Un nouveau producteur de cannabis arrive en ville

Dale Wilesack analyse des plants de cannabis dans les installations de Aurora Cannabis.
Photo: Ryan Remiorz La Presse canadienne Dale Wilesack analyse des plants de cannabis dans les installations de Aurora Cannabis.

Situé à 400 mètres de l’autoroute 40 à Pointe-Claire, en face d’un quartier résidentiel paisible, l’édifice anonyme n’attire pas le regard. Il n’a pas d’affiche.

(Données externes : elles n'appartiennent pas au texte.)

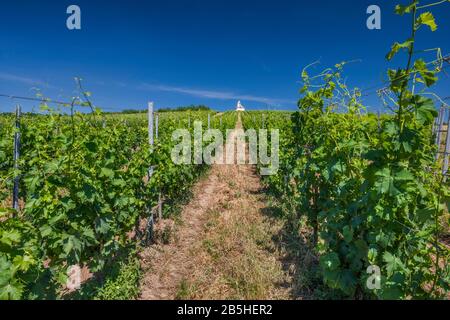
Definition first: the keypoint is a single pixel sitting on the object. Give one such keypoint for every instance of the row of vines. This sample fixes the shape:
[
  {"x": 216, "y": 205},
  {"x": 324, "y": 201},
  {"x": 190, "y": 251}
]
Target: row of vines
[
  {"x": 369, "y": 188},
  {"x": 84, "y": 186}
]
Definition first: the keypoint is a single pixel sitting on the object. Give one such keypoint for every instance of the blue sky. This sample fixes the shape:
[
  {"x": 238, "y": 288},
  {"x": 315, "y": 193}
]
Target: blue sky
[{"x": 198, "y": 52}]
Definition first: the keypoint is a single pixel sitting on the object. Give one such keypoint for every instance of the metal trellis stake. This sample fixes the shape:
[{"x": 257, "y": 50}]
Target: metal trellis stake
[
  {"x": 157, "y": 126},
  {"x": 16, "y": 159}
]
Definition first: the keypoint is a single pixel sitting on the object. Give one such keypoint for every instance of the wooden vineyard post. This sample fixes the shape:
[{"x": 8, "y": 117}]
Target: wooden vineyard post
[
  {"x": 157, "y": 126},
  {"x": 150, "y": 123},
  {"x": 379, "y": 121},
  {"x": 160, "y": 206},
  {"x": 151, "y": 220},
  {"x": 447, "y": 148},
  {"x": 439, "y": 131},
  {"x": 16, "y": 160}
]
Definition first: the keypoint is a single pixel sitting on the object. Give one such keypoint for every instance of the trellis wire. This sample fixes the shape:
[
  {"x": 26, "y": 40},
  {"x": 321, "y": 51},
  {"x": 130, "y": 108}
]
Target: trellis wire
[
  {"x": 441, "y": 127},
  {"x": 16, "y": 159}
]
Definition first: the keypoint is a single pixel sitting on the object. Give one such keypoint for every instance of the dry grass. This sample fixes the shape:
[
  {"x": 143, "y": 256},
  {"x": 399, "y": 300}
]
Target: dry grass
[{"x": 226, "y": 247}]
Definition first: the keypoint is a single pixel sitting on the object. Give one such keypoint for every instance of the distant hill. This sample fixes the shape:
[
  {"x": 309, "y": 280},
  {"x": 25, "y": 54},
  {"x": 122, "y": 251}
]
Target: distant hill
[{"x": 178, "y": 109}]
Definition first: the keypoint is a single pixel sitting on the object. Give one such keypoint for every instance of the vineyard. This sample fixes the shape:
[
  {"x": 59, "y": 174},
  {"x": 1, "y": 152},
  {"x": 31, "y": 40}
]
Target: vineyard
[
  {"x": 366, "y": 192},
  {"x": 85, "y": 183}
]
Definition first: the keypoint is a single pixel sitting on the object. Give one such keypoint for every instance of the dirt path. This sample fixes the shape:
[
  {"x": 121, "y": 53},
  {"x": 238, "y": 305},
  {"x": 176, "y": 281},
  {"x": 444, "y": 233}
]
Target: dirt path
[{"x": 224, "y": 247}]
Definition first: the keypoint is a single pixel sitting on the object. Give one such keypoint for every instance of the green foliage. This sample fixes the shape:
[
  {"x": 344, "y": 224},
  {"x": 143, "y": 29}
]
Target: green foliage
[
  {"x": 371, "y": 190},
  {"x": 84, "y": 187}
]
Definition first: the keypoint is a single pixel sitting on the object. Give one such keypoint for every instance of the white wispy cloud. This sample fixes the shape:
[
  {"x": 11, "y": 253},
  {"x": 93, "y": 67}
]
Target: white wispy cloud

Et pourtant... Bienvenue chez Aurora, qui a décroché il y a quelques semaines le deuxième permis de production à être décerné au Québec en trois ans.

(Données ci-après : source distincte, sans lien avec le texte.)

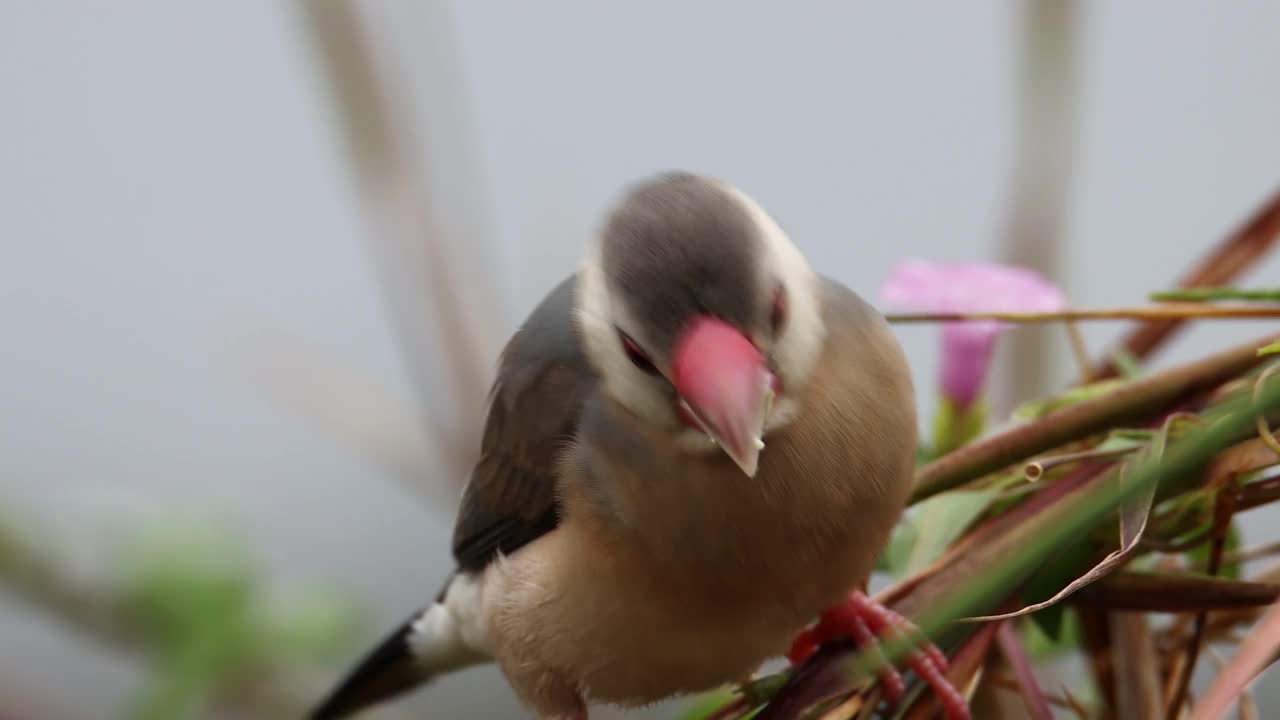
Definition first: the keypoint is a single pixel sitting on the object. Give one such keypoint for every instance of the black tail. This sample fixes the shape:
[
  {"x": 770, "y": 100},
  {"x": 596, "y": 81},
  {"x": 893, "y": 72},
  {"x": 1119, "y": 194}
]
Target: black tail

Au moment où les provinces se préparent à la légalisation du cannabis à des fins récréatives, Aurora a reçu la presse vendredi pour ouvrir les portes de son nouveau complexe, un labyrinthe de couloirs blancs parsemés de caméras de sécurité et de portes verrouillées qui ne visent qu’une chose : satisfaire aux exigences de Santé Canada.

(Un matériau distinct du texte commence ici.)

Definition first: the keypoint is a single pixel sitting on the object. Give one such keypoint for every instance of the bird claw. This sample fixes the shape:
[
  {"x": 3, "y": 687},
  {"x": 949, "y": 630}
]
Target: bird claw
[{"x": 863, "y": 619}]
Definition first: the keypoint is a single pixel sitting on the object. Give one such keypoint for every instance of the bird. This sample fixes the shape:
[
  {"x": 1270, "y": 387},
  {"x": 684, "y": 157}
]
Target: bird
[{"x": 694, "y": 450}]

Aurora Cannabis produit déjà du cannabis près de Calgary, dans un bâtiment de 55 200 pieds carrés, et est en train de construire une installation de 800 000 pieds carrés sur les terrains de l’aéroport international d’Edmonton. Si elle s’est retrouvée à Pointe-Claire, c’est parce qu’elle a acquis Peloton Pharmaceutiques, qui attendait son permis mais traversait des difficultés financières.

« Nous avons investi 11 millions, soit 7 millions pour acheter Peloton et plus de 3 millions pour achever les travaux du bâtiment et obtenir la licence de production auprès de Santé Canada », a dit le vice-président exécutif de l’entreprise, Cam Battley. « Nous travaillons maintenant sur le premier cycle de floraison pour nous soumettre à l’inspection gouvernementale afin d’avoir un permis de vente. »

Hydropothicaire est le seul autre producteur et vendeur autorisé au Québec. Ses installations, beaucoup plus grandes, se trouvent dans le secteur Masson-Angers de Gatineau, près de la rivière des Outaouais.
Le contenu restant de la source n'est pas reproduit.